Y mientras tanto, los afrikáners, los dirigentes supremacistas del Partido Nacional, y los blancos anglófonos muestran sus sonrisas agradecidas por vivir en un mundo de terciopelo gracias a desollar la piel de esos «malditos negros come bananas». Dictando y aprobando leyes desde sus poltronas parlamentarias con nuevas clasificaciones raciales y la designación de barrios exclusivos para residentes blancos. Centros comerciales restringidos para blancos donde paradójicamente la mano de obra es negra porque era la más barata. Una ironía constante como la de quienes perpetúan un sistema vergonzoso de leyes laberínticas y de abusos y que, sin embargo, encomiendan la limpieza de sus casas y confían el cuidado de sus hijos a los criados negros.

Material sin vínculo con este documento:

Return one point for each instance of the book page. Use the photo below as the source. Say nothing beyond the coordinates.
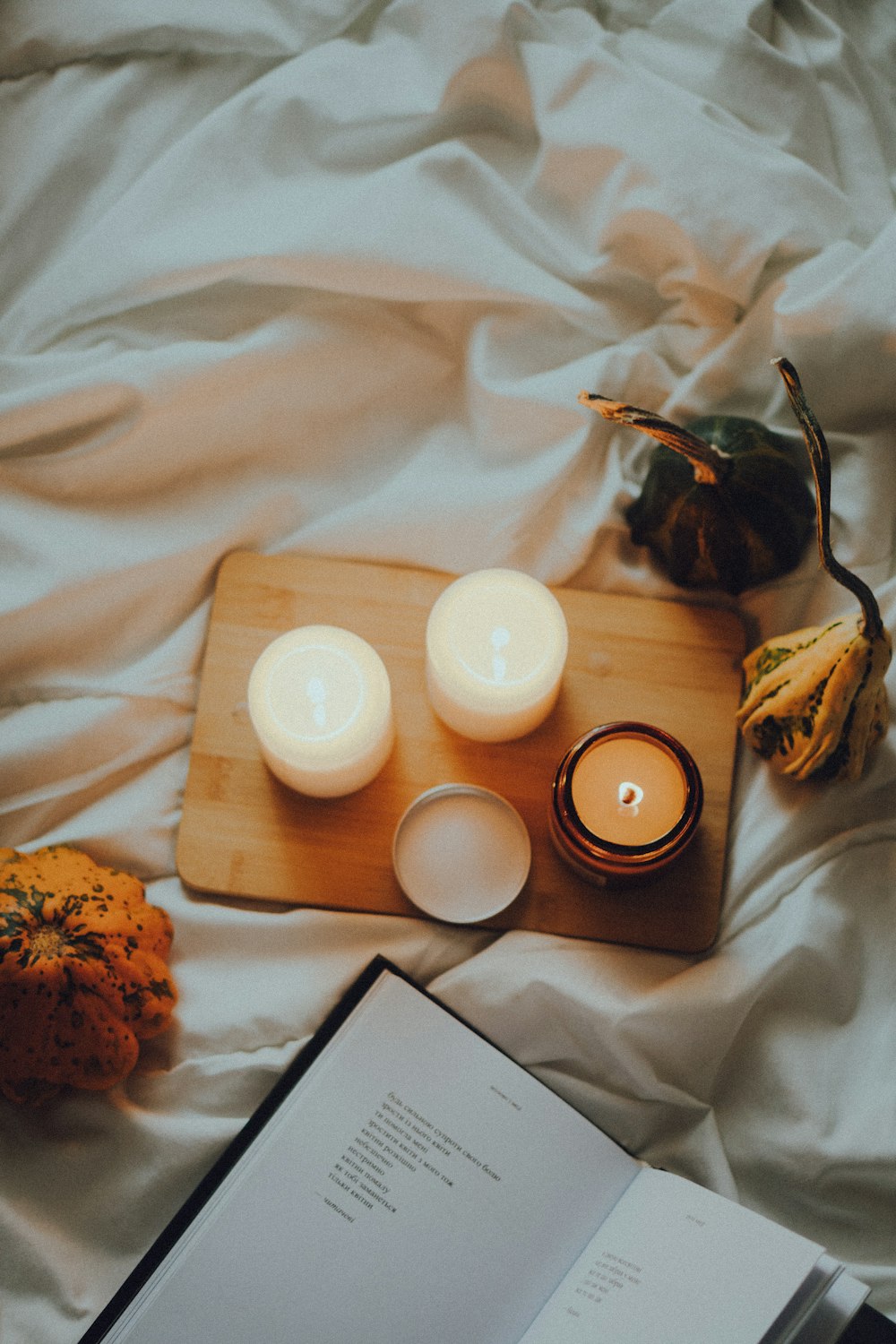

Un sistema racista que obligaba a los negros a doblegarse o delinquir para sobrevivir, sin ninguna oportunidad de prosperar trabajando. Trabajadores, a los que se les contempla en las fotografías, vestidos de un traje ancho de hombros y de cintura, recogidas las mangas y el bajo de los pantalones, para aparentar lo que no se podía ser y acercarse a la ciudad para intentar conseguir un trabajo. Los zapatos desgastados, sucios y rotos les delatan. Es la seña de identidad de su pobreza y de quien, de continuo, tiene que pisotear el barro y caminar por los senderos establecidos por el apartheid.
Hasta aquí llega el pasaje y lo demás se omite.